Mia madre, che all’epoca aveva 12 anni, si ricorda di Nonna Higgins seduta nel retro della loro casa a Parramatta, a Sydney ovest, che parlava e cantava da sola in una lingua che lei non capiva. Quando domandò ad altri familiari che cosa dicesse la nonna, la risposta sprezzante fu che “farneticava”. Le dissero che sua nonna era senile. Questo era in parte vero. Man mano che subentrava la senilità, lei andava perdendo il controllo dell’inglese, che era la sua seconda lingua, finché ogni sua comunicazione fu nella lingua della sua terra, una lingua che nessun’altro capiva in quella casa.

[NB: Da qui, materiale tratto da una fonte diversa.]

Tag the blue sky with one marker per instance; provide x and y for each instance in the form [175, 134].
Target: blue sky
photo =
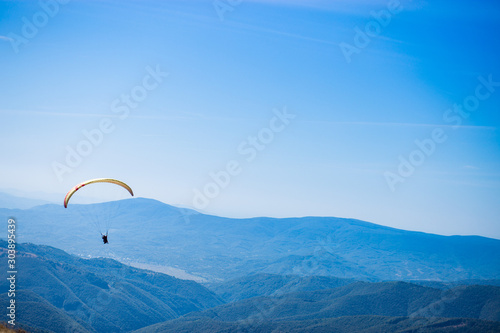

I motivi di ciò sono complessi: sotto la politica ufficiale dell’assimilazione, le famiglie aborigene venivano sorvegliate scrupolosamente dallo stato. La pressione per l’abbandono di tutti i legami con la cultura tradizionale era continua, e la disubbidienza portava con sé serie conseguenze, specialmente per le famiglie con bambini dalla pelle chiara, che avrebbero potuto essere portati via in ogni momento. Gli aborigeni in grado di confondersi con i bianchi (to “pass” as white) erano attivamente incoraggiati a farlo. Ci furono persino veri e propri incentivi, i “certificati di esenzione” (o dog tags, “medagliette dei cani”, come venivano chiamati dagli aborigeni). Questi contratti venivano sottoscritti da individui o famiglie aborigene, che di solito vivevano e lavoravano in aree urbane e si impegnavano a tagliare tutti i legami – culturali, sociali, linguistici – con la propria cultura, in cambio dei limitati privilegi di una cittadinanza parziale. Non è chiaro se uno di questi certificati sia stato rilasciato alla mia famiglia. In ogni caso è certo che la continuità di quella lingua nella mia famiglia è andata perduta con la scomparsa di Elizabeth nel 1960. Il Wonnarua è una lingua estinta; possiamo supporre che mia nonna sia stata una delle ultime persone a parlare la sua lingua madre.